Debunking the “Entitlement Society” Myth

Contrary to claims that government benefit programs are creating a dependent class of Americans who are losing the desire to work and would rather collect government benefits than find a job, a major report we issued today finds that these programs’ benefits go overwhelmingly to people who are elderly, disabled, or members of working households.

As it states:

Contrary to "Entitlement Society" Rhetoric, Over Nine-Tenths of Entitlement Benefits Go to Elderly, Disabled, or Working Households

Some conservative critics of federal social programs, including leading presidential candidates, are sounding an alarm that the United States is rapidly becoming an “entitlement society” in which social programs are undermining the work ethic and creating a large class of Americans who prefer to depend on government benefits rather than work.  A new CBPP analysis of budget and Census data, however, shows that more than 90 percent of the benefit dollars that entitlement and other mandatory programs spend go to assist people who are elderly, seriously disabled, or members of working households — not to able-bodied, working-age Americans who choose not to work.  This figure has changed little in the past few years.

In a December 2011 op-ed, former Massachusetts Governor Mitt Romney warned ominously of the dangers that the nation faces from the encroachment of the “Entitlement Society,” predicting that in a few years, “we will have created a society that contains a sizable contingent of long-term jobless, dependent on government benefits for survival.”  “Government dependency,” he wrote, “can only foster passivity and sloth.”  Similarly, former senator Rick Santorum said that recent expansions in the “reach of government” and the spending behind them are “systematically destroying the work ethic.” . . .

Such beliefs are starkly at odds with the basic facts regarding social programs, the analysis finds.

Our analysis covers Social Security, Medicare, Medicaid, unemployment insurance, SNAP (formerly known as the Food Stamp Program), SSI, Temporary Assistance for Needy Families (TANF), the school lunch program, the Children’s Health Insurance Program (CHIP), the Earned Income Tax Credit, and the refundable component of the Child Tax Credit.

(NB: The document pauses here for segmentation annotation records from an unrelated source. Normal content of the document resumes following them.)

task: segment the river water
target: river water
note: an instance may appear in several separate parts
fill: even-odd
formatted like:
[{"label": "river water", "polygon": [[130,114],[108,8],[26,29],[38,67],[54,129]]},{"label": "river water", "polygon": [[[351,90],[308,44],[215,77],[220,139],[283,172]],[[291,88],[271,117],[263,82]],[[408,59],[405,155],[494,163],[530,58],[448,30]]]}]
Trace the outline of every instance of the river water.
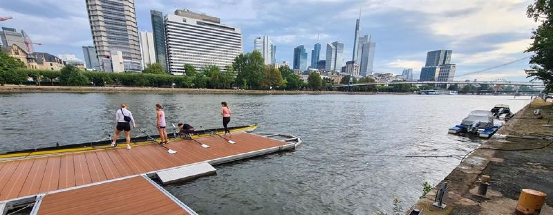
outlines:
[{"label": "river water", "polygon": [[[370,214],[408,208],[422,184],[436,184],[482,140],[447,134],[474,109],[497,104],[517,111],[528,97],[449,95],[237,95],[180,93],[0,93],[0,151],[86,142],[113,132],[127,103],[137,125],[155,134],[154,106],[168,122],[288,133],[305,142],[284,152],[216,166],[216,176],[165,186],[201,214]],[[135,132],[134,135],[138,135]]]}]

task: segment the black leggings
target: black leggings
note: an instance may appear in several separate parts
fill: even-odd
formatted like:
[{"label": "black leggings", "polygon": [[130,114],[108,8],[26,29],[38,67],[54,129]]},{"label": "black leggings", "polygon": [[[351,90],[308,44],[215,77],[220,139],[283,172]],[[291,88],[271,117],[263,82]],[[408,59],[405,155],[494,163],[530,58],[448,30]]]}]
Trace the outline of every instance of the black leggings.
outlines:
[{"label": "black leggings", "polygon": [[225,127],[225,133],[231,133],[231,131],[227,128],[227,125],[228,125],[229,122],[231,122],[231,117],[223,117],[223,126]]}]

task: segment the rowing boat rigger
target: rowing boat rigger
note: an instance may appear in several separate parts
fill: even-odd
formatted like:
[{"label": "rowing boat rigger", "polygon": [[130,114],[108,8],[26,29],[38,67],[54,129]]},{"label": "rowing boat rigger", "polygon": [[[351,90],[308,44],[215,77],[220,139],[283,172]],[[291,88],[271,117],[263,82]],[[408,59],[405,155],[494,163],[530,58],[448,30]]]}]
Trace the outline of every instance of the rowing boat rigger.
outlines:
[{"label": "rowing boat rigger", "polygon": [[[258,127],[258,124],[253,124],[247,125],[229,127],[229,129],[232,132],[251,132],[255,130]],[[200,130],[194,132],[194,134],[191,136],[192,138],[197,138],[215,135],[225,133],[224,128],[217,128],[211,129]],[[176,132],[173,132],[169,134],[170,138],[174,140],[181,139],[178,137]],[[154,139],[158,139],[160,138],[159,135],[151,135],[151,138]],[[106,138],[107,139],[107,138]],[[150,144],[152,139],[145,135],[134,137],[131,139],[132,145],[140,144]],[[119,139],[117,140],[117,145],[116,147],[126,147],[124,139]],[[7,151],[0,153],[0,161],[5,159],[14,158],[18,157],[30,158],[37,155],[52,155],[56,154],[64,154],[71,152],[85,151],[93,150],[102,149],[112,148],[110,145],[111,140],[96,141],[88,143],[79,143],[75,144],[69,144],[63,145],[55,145],[50,147],[45,147],[36,149],[25,149],[22,150]]]}]

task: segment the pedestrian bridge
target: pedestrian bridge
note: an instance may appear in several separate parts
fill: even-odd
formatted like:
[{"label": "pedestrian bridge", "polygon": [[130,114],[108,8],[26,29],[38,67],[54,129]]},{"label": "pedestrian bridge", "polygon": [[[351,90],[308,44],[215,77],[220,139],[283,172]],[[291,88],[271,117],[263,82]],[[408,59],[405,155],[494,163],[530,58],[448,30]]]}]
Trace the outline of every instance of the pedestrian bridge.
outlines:
[{"label": "pedestrian bridge", "polygon": [[530,87],[544,87],[544,83],[541,82],[530,82],[530,81],[405,81],[390,82],[372,82],[372,83],[357,83],[351,85],[336,85],[336,87],[343,87],[348,86],[371,86],[371,85],[424,85],[424,84],[463,84],[463,85],[512,85],[512,86],[528,86]]}]

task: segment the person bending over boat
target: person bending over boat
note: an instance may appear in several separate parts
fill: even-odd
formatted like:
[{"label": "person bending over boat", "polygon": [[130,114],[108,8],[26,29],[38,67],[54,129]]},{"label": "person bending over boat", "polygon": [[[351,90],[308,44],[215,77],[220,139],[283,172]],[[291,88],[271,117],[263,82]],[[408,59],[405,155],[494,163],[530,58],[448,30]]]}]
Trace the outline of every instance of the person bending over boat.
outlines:
[{"label": "person bending over boat", "polygon": [[127,140],[127,149],[131,149],[131,122],[133,122],[133,128],[136,128],[137,125],[134,118],[133,118],[133,114],[127,109],[126,104],[121,104],[121,108],[117,110],[115,113],[115,119],[117,122],[117,125],[113,132],[113,140],[111,142],[111,146],[117,146],[117,145],[115,143],[119,138],[119,134],[121,131],[124,130],[125,139]]},{"label": "person bending over boat", "polygon": [[155,123],[155,127],[159,132],[159,137],[161,138],[160,143],[163,144],[169,142],[169,138],[167,137],[167,131],[165,130],[165,113],[163,112],[163,107],[160,104],[155,104],[155,110],[157,111]]},{"label": "person bending over boat", "polygon": [[179,123],[177,126],[179,127],[179,136],[191,138],[190,134],[194,133],[194,127],[188,124],[182,123]]},{"label": "person bending over boat", "polygon": [[227,128],[227,125],[231,122],[231,108],[228,107],[227,102],[221,102],[221,115],[223,116],[223,127],[225,127],[225,135],[228,133],[229,135],[232,135],[231,131]]}]

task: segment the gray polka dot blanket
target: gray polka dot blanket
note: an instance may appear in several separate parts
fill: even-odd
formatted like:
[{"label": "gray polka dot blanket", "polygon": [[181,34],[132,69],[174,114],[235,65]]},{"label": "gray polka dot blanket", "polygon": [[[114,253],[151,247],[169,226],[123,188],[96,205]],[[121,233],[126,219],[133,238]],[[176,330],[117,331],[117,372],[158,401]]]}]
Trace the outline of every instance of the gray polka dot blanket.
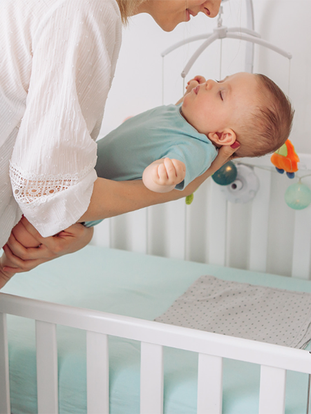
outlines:
[{"label": "gray polka dot blanket", "polygon": [[304,348],[311,339],[311,293],[202,276],[155,320]]}]

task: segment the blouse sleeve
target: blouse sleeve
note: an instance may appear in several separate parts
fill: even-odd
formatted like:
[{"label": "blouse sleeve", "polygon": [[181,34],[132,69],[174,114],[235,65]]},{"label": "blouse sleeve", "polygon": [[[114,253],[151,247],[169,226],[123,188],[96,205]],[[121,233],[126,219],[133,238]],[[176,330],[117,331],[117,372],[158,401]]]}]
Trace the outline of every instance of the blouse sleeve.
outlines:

The only major entitlement programs that are not included are veterans’ programs and military and civil service retirement, which critics presumably do not have in mind when they warn of the dangers of the “entitlement society” in fomenting dependency and sloth.  In any event, including these programs doesn’t change the above 91 percent figure.

The data dispel several other common misperceptions.  For example:

  • Contrary to claims that entitlements take heavily from the middle class to give to people at the bottom or shower benefits on the very wealthy, the middle 60 percent of the population receives close to 60 percent of the entitlement benefits, while the top 5 percent of the population receives about 3 percent of the benefits.
  • Non-Hispanic whites receive slightly more than their proportionate share of entitlement benefits.  They accounted for 64 percent of the population in 2010 and received 69 percent of the entitlement benefits.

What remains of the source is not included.